Bereits seit 2015 sollten ihnen eigentlich nach einer Resolution der salvadorianischen Menschenrechtsombudsstelle (Procuraduría para la Defensa de los Derechos Humanos – PDDH) aufgrund anhaltender Verfolgung besondere Schutzmaßnahmen gewährt werden. Die zuständige Staatsanwaltschaft ignorierte dies jedoch und verhinderte die Verhaftung der sieben Gemeindevertreter nicht3. Die Männer wurden überraschend im Morgengrauen aus ihren Häusern geholt und in Untersuchungshaft gebracht, aus der sie aber aufgrund fehlender Beweise und mithilfe des Protests sozialer Organisationen nach einer Woche freigelassen wurden.

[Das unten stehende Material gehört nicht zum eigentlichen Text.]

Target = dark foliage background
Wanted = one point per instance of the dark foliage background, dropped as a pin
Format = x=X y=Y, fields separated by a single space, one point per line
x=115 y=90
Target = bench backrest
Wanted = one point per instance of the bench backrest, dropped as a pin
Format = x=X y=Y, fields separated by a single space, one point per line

Widerstand und Freispruch in zwei Punkten

Am 13. Dezember 2017 stufte die PDDH die Strafanzeigen als Kriminalisierung legitimer Menschenrechtsarbeit ein. Das stärkte die Stimme der anwaltlichen Verteidigung der Betroffenen deutlich4. Nach einem schleppend verlaufenden Verfahren wurden die kriminalisierten Gemeindevertreter drei Jahre später, am 22. Juli 2019, durch ein Urteil der Strafkammer des Obersten Gerichtshofs, gegen die Klage der Staatsanwaltschaft, von den ersten zwei Anklagepunkte freigesprochen. Unter Begleitung der PDDH fand ein konstruktiver Dialogprozess zwischen der Munizipalverwaltung von Tacuba mit ihrem neuen Bürgermeister Luis Carlos Milla García und den sieben Gemeinden statt. Es wurde vereinbart, dass ihnen das Wasserversorgungssystem offiziell zurückgegeben und auch zukünftig von weiteren Anzeigen abgesehen werden würde. Die Staatsanwaltschaft hielt trotzdem am dritten und schwersten Vorwurf des schweren Diebstahls fest. Das Verfahren gegen die Gemeindemitglieder wird somit bis heute fortgesetzt – allerdings mit starken Verzögerungen durch wiederholte Terminverschiebungen geplanter Gerichtssitzungen5.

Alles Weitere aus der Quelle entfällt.